David Cameron last night bowed to a week of political pressure and disclosed that he had made money from an offshore fund.
After days of semi-denials and artfully crafted statements, the prime minister admitted that he and his wife sold shares of than £30,000 in an offshore fund set up in Panama by his father, who died in 2010.
The admission on ITV News was an awkward moment for Mr Cameron, whose slowly evolving response to the Panama Papers had led Labour to claim he had something to hide.
Mr Cameron revealed that in 1997 he and his wife Samantha bought a holding in Blairmore, a fund set up in the early 1980s by Ian Cameron with the help of Mossack Fonseca — the Panama law firm that had 11.5m documents leaked to the press.

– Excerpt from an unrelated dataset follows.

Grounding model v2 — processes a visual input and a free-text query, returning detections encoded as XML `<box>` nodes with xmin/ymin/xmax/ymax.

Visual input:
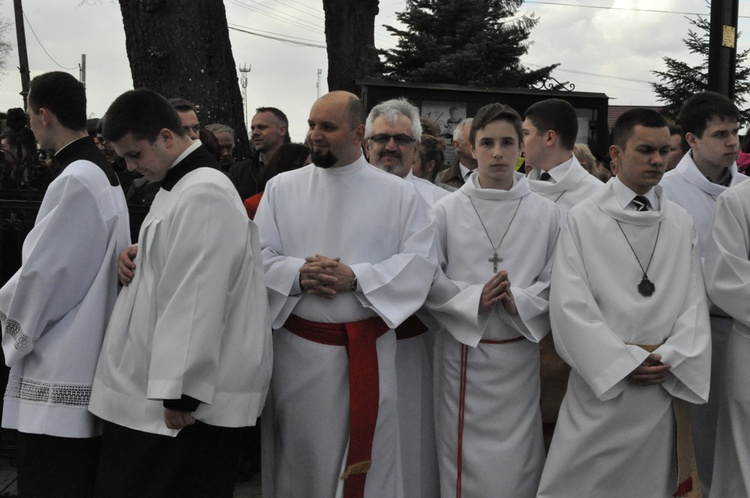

Downing Street said the original holding was of £12,497 and was sold in January 2010 for £31,500, just months before he became prime minister.
Mr Cameron said he had paid income tax on the dividends but there was no capital gains tax because the profit was less than the couple’s allowance.
Downing Street initially said questions about any offshore interests held by Mr Cameron were “a private matter”, while later he said that neither he nor his wife or children stood to benefit from an offshore fund.
Mr Cameron’s statement confirmed that he had indeed benefited from Blairmore, although he insisted it was not a tax-avoidance vehicle. He also admitted some of his £300,000 inheritance had come from offshore wealth.
If the wider Cameron family do still hold Blairmore stakes, they might regret it. Over the past five years the fund is down 7.6 per cent, while the FTSE All World index is up 32.7 per cent over the same period.